TEMPO.CO, Jakarta - Indeks Harga Saham Gabungan atau IHSG semakin terkoreksi atau turun lebih dari 1 persen pada awal perdagangan hari ini. Berdasarkan data Bloomberg, IHSG melorot 1,17 persen atau 68,52 poin ke level 5.799,22 pada pukul 09.05 WIB, setelah dibuka turun 0,34 persen atau 20,14 poin di level 5.847,60.
Baca: Isu Perang Dagang AS -Cina Kembali Tekan IHSG dan Rupiah
Sepanjang perdagangan pagi ini, IHSG bergerak pada level 5.793,34 – 5.847,60. Adapun pada perdagangan pada hari sebelumnya, IHSG berakhir turun 0,13 persen atau 7,88 poin di posisi 5.867,74.
Delapan dari sembilan indeks sektoral IHSG pagi ini bergerak di zona merah dengan tekanan utama sektor aneka industri (-1,74 persen) dan infrastruktur (-1,71 persen). Hanya sektor pertanian yang bergerak sendiri di zona hijau dengan kenaikan tipis 0,03 persen. Sebanyak 9 saham menguat, 24 saham melemah, dan 571 saham stagnan dari 604 saham yang terdaftar di Bursa Efek Indonesia.
Saham PT Bank Rakyat Indonesia (Persero) Tbk. (BBRI) dan PT Bank Mandiri (Persero) Tbk. (BMRI) yang masing-masing turun 1,29 persen dan 1,54 persen menjadi penekan utama terhadap pelemahan IHSG pada pukul 09.06 WIB.
Vice President Research Department Indosurya Sekuritas William Surya Wijaya memperkirakan pergerakan IHSG saat ini masih akan diwarnai oleh fluktuasi harga komoditas dan nilai tukar yang masih belum stabil.
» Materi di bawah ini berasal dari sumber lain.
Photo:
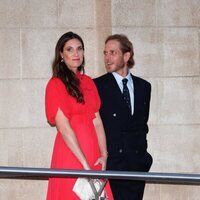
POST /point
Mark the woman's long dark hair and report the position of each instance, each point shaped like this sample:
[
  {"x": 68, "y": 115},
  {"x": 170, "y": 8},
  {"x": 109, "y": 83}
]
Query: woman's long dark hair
[{"x": 61, "y": 70}]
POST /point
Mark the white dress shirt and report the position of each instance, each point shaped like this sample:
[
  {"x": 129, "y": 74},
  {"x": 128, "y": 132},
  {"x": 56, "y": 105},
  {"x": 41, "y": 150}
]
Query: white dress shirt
[{"x": 130, "y": 86}]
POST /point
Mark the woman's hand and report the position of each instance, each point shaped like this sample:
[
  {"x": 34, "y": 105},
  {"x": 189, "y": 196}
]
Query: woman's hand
[
  {"x": 102, "y": 161},
  {"x": 86, "y": 166}
]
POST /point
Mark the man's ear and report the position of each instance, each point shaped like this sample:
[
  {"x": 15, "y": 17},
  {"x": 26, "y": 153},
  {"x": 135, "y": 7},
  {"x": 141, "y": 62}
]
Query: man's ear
[{"x": 127, "y": 56}]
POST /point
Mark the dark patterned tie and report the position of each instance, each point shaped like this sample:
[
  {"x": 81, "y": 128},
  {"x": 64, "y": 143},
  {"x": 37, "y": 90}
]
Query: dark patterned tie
[{"x": 126, "y": 93}]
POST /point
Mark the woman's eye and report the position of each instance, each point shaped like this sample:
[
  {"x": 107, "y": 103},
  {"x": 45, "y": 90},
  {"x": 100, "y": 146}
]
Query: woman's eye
[
  {"x": 69, "y": 49},
  {"x": 80, "y": 48}
]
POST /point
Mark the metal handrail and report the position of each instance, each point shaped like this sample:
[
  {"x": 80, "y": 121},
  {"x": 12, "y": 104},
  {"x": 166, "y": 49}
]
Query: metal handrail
[{"x": 45, "y": 173}]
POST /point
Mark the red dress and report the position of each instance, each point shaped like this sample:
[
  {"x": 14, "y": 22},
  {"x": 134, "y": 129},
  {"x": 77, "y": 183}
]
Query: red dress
[{"x": 81, "y": 118}]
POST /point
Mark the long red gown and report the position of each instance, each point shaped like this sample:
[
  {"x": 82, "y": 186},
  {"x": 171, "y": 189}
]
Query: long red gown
[{"x": 81, "y": 118}]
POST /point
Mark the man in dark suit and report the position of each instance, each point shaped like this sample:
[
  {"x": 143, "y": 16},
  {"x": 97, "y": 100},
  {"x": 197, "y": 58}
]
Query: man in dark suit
[{"x": 125, "y": 101}]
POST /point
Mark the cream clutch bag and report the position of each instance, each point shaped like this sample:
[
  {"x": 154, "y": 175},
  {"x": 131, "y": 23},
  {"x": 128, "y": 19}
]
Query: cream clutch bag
[{"x": 89, "y": 189}]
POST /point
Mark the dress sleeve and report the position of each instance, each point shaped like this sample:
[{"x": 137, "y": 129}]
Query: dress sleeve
[{"x": 55, "y": 98}]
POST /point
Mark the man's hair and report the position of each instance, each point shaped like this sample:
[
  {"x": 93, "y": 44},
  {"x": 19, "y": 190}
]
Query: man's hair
[{"x": 125, "y": 46}]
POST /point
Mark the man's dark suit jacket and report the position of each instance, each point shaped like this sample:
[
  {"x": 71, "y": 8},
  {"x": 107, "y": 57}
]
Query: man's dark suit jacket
[{"x": 125, "y": 133}]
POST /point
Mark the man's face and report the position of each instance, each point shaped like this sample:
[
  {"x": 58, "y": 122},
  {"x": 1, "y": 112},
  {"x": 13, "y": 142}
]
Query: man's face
[{"x": 114, "y": 59}]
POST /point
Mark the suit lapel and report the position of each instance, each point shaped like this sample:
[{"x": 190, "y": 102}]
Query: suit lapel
[{"x": 116, "y": 92}]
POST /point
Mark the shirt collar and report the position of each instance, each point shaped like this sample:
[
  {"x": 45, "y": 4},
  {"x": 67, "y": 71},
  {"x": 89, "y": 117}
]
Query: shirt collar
[{"x": 119, "y": 77}]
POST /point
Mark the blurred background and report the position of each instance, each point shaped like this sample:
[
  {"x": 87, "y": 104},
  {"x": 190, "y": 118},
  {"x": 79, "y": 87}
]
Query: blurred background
[{"x": 166, "y": 39}]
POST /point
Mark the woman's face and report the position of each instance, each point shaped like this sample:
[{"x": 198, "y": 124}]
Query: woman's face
[{"x": 73, "y": 54}]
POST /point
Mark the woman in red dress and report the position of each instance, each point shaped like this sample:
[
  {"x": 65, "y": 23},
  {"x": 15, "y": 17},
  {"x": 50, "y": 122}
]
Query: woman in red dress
[{"x": 72, "y": 105}]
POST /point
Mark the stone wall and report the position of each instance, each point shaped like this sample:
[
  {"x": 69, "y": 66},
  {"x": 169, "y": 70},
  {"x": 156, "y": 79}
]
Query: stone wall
[{"x": 166, "y": 39}]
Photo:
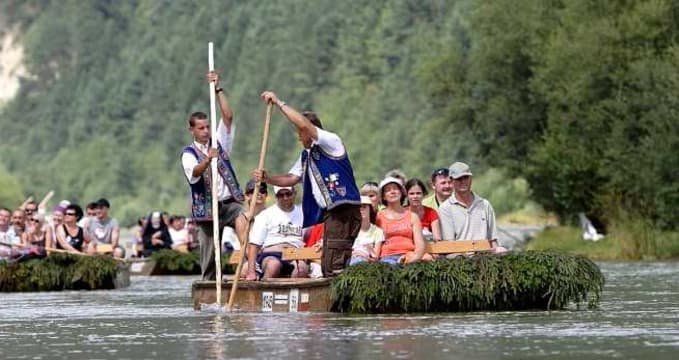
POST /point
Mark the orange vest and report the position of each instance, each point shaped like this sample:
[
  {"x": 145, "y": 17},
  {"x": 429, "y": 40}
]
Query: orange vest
[{"x": 398, "y": 234}]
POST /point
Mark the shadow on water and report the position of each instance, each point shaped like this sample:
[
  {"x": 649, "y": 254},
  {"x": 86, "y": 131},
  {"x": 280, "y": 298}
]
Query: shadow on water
[{"x": 638, "y": 318}]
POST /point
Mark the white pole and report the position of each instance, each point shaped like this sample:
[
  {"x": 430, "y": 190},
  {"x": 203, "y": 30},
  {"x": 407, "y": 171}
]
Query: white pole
[{"x": 215, "y": 174}]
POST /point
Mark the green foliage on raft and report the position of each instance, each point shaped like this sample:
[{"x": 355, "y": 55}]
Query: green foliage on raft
[
  {"x": 171, "y": 262},
  {"x": 59, "y": 272},
  {"x": 516, "y": 281}
]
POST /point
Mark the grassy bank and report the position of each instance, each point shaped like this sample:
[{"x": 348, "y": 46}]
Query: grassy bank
[
  {"x": 516, "y": 281},
  {"x": 632, "y": 241}
]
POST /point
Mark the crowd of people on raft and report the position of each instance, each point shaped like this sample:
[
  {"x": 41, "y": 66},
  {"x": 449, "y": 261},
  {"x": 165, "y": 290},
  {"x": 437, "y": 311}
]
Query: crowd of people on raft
[
  {"x": 30, "y": 230},
  {"x": 398, "y": 216},
  {"x": 388, "y": 221}
]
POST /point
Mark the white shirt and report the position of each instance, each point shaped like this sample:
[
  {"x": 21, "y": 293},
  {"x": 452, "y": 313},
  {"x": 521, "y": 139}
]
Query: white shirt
[
  {"x": 178, "y": 236},
  {"x": 476, "y": 222},
  {"x": 224, "y": 138},
  {"x": 332, "y": 145},
  {"x": 274, "y": 226},
  {"x": 365, "y": 241}
]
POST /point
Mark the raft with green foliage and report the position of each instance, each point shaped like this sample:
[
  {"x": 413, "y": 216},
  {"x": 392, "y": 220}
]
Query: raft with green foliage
[
  {"x": 171, "y": 262},
  {"x": 532, "y": 280},
  {"x": 64, "y": 272}
]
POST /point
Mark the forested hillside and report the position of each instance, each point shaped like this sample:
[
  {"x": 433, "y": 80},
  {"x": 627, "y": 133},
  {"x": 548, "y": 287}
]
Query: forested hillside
[{"x": 578, "y": 97}]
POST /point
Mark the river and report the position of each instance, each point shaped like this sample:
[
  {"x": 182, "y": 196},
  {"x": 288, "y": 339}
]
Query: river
[{"x": 153, "y": 318}]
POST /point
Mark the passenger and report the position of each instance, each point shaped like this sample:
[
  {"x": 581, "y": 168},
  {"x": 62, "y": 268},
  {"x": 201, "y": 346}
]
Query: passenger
[
  {"x": 5, "y": 228},
  {"x": 5, "y": 234},
  {"x": 370, "y": 236},
  {"x": 442, "y": 186},
  {"x": 18, "y": 226},
  {"x": 230, "y": 241},
  {"x": 104, "y": 229},
  {"x": 403, "y": 240},
  {"x": 369, "y": 189},
  {"x": 196, "y": 158},
  {"x": 36, "y": 230},
  {"x": 277, "y": 227},
  {"x": 466, "y": 215},
  {"x": 397, "y": 173},
  {"x": 155, "y": 235},
  {"x": 30, "y": 208},
  {"x": 90, "y": 212},
  {"x": 262, "y": 194},
  {"x": 56, "y": 220},
  {"x": 69, "y": 235},
  {"x": 330, "y": 193},
  {"x": 178, "y": 233},
  {"x": 429, "y": 219}
]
Nilai tukar rupiah terus tertekan hingga melemah 75 poin atau 0,50 persen ke level Rp15.150 per dolar AS pagi ini, setelah berakhir melemah 32 poin atau 0,21 persen di posisi 15.075 pada perdagangan Rabu kemarin.
Dilansir dari Bloomberg, rupiah melemah untuk perdagangan hari keempat berturut-turut setelah lonjakan imbal hasil obligasi AS menggerogoti permintaan untuk aset-aset emerging market.
Imbal hasil pada obligasi Treasury AS bertenor 10 tahun menyentuh level tertinggi dalam lebih dari tujuh tahun pada level 3,179persen, sedangkan imbal hasil obligasi bertenor dua tahun mencapai level tertinggi dalam lebih dari satu dekade.
Imbal hasil obligasi AS melonjak setelah Laporan Ketenagakerjaan Nasional ADP menunjukkan peningkatan lapangan kerja swasta sebanyak 230.000 pekerjaan pada bulan September, kenaikan terbesar sejak Februari.
Sementara itu, laporan dari Institute for Supply Management menunjukkan aktivitas sektor jasa mencapai level tertinggi dalam 21 tahun terakhir pada bulan September. Kedua data tersebut pun meningkatkan ekspektasi untuk kenaikan suku bunga acuan Federal Reserve AS pada bulan Desember.
“Mata uang emerging-market di Asia akan mengalami sedikit aksi jual menyusul lonjakan pada imbal hasil Treasury, meskipun pelemahannya diperkirakan akan tertahan,” ujar Raymond Lee, seorang pengelola uang di Kapstream Capital, Sydney, seperti dikutip Bloomberg.
Baca: The Fed Naikkan Suku Bunga, Pelaku Pasar Tunggu Respons BI
Secara keseluruhan, pasar ekuitas dan mata uang di Asia merosot setelah lonjakan pada imbal hasil Treasury AS meresahkan investor tentang valuasi ekuitas seiring dengan prospek pengetatan moneter oleh Federal Reserve AS. Sejalan dengan IHSG, indeks saham lainnya di kawasan Asia Tenggara juga bergerak negatif pagi ini, dengan indeks FTSE Straits Time Singapura (-0,88 persen), indeks FTSE Malay KLCI (-0,33 persen), dan indeks PSEi Filipina (-0,67 persen).